丹田悦雄(丹田工房):今回取り上げていただき、この様な会に呼んでいただき大変光栄で、お礼申し上げます。昨日の見学会でも色々意見を頂き参考になりました。竣工以来、私の中でもやもやしている部分があったが、皆さんの意見に刺激を受けてもやもやを解決したいと思います。
しかし、この壇上に上がっていて居心地が悪く感じもします。その理由は2つあります。
一つは、中庄団地の建て替えはC・T・O(クリエイティブTOWN岡山)の一環であるので、岡田(新一)先生にこの場に来ていて欲しかったということ。C・T・Oの趣旨としてはアイデンティティの連鎖ということがあり、時間とともに面的にも計画を進めてきている。また、C・T・Oの意図として広く色々なものをばらまくことで、生活文化の質を向上させて行くということもあります。

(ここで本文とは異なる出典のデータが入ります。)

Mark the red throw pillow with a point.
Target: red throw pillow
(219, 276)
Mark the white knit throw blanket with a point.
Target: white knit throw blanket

二つ目には、話の時間が短いということがあります。今回のお話を頂いた時に、夕食を挟んで終わりのない会合はどうかという提案をしましたが、駄目でした。昨晩、倉敷の街を散歩してから資料集を見ました。私の言いたいことはこれに載せてあるし、鈴木先生の文章もあってますますここで言うことがなくなってしまった。できれば後の時間をディスカッション、意見のキャッチボール、設計のモニタリングの時間にしたいと思っています。
今あえて話すとすれば、第1期のテーマとしては「生活の庭」構想というのがあります。公共住宅は住戸を除けばすべてパブリックだと考えています。今回はパブリックとプライベートの間のセミパブリックを最大限に取ろうとしました。予算を切り詰めた中でランドスケープを作っていくための戦略という面もあった訳ですが。「生活の庭」というのは中庭などに比べると分かりにくい。ランドモデュールをはじめとした、分かりにくいものを分かりやすくするためのアイデアを資料集に載せてあります。

阿部勤(アルテック建築研究所):私の担当した第2期はできてから3年経ちました。3年しか経っていないものを「時間の中で生き続ける」と言っても良いのかどうか。
「住まいの原景」という私の設計テーマとからめて資料集に文章を載せてあります。自邸が私の設計の原点であり、25年間同じ考えで設計を続けています。「原景」とからめて自分の家を紹介します。
この家(自邸)は時間が経つにしたがって段々良くなっていると、本人は思っています。所沢、東南角地の60坪。昔は周りは雑木林でした。今は建売住宅が並んでいます。土地は抽選で当たり、なけなしの金をはたいて買ったのですが、すぐに家を建てろと業者に言われ、無いものは無いので、3年後に建てたものです。
建物の軸を敷地に対して振っています。角に空地ができるので、ケヤキを植えています。建物は二重壁で、内側の壁の中を中心としているが、特に何の部屋とは決めないで住んでいます。外側の壁と内側の壁の間に中間領域があり、生活が展開している。2階中央に寝室があり、出ていき、帰ってくる住まいの中心となっている。1階はコンクリートに囲まれた空間、2階は緑の中に浮かぶ、木が中心の開かれた空間となっていて、その時々で使い分けられるようになっています。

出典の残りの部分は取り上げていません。